Page 1 of 3

Zobrist keys - measure of quality?

Posted: Tue Feb 24, 2015 9:32 am
by mar
I always thought that one can't do better than using "truly" random keys (or at least using statistically good PRNG - read passing various statistical tests).
However as Steven showed recently (while working on Oscar) - even PRNG that fails some statistical tests is good enough for zobrist keys that just work.

So I tried to mesasure something else - given any two features (=keys) I measured maximum number of same bits.
In my case, I have 1049 keys (yes I know it's much more than necessary) and for my PRNG it was 50, for random numbers I got from random.org I got 49.
The average is obviously very close to 32 (half of my key size).
Then I used a brute force loop to try to improve and managed to reduce this so that no two features have more than 42 common bits,
with the idea that this should (in theory) lower the possibility of cancellation,
but one would have to conduct collision tests if this is indeed true (which I haven't).

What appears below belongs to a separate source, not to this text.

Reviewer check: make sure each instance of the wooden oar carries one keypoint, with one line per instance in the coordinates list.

Re: Zobrist keys - measure of quality?

Posted: Tue Feb 24, 2015 10:13 am
by Evert
I once looked at this briefly, and came to the conclusion that it doesn't really matter.

There is some discussion on the topic at https://chessprogramming.wikispaces.com/Zobrist+Hashing under "Linear independence".

Re: Zobrist keys - measure of quality?

Posted: Tue Feb 24, 2015 10:41 am
by hgm
mar wrote:..., with the idea that this should (in theory) lower the possibility of cancellation,
This theory has already been debunked here many times. E.g. with four 12-bit keys, 0xF00, 0x0F0, 0x00F and 0xFFF any pair has 8 out of 12 different (the 'Hamming distance'), while they are dependent. (The XOR of all of them is 0.) While a simple 1, 2, 4, 8 would have provided collision-free keys, while they would all have 10 bits in common.

In fact there exists an algorithm to generate a set of keys with maximum Hamming distance. This results in a set where any key is the XOR of 2 others. Which is absolutely the worst possible key set.

A good way to test the quality of your key set is to store all XORs of 3 keys in a hash table (using that XOR as the hash). With 1000 keys you get 166M XORs. If two diffent sets give the same XOR (i.e. you get a collission in that hash table) your key set contains a 6th-order dependency, which is pretty bad. To detect 7th-order dependencies you can check for all products of 4 keys if it occurs in the table. (This takes very long with 1000 keys, as you have ~40G combinations.)

Re: Zobrist keys - measure of quality?

Posted: Tue Feb 24, 2015 12:18 pm
by mar
hgm wrote: This theory has already been debunked here many times. E.g. with four 12-bit keys, 0xF00, 0x0F0, 0x00F and 0xFFF any pair has 8 out of 12 different (the 'Hamming distance'), while they are dependent. (The XOR of all of them is 0.) While a simple 1, 2, 4, 8 would have provided collision-free keys, while they would all have 10 bits in common.
Thanks, so now I see that it's nonsense (or wrong measure)... Well... I also found in the links posted by Evert that it has been discussed already in 2001.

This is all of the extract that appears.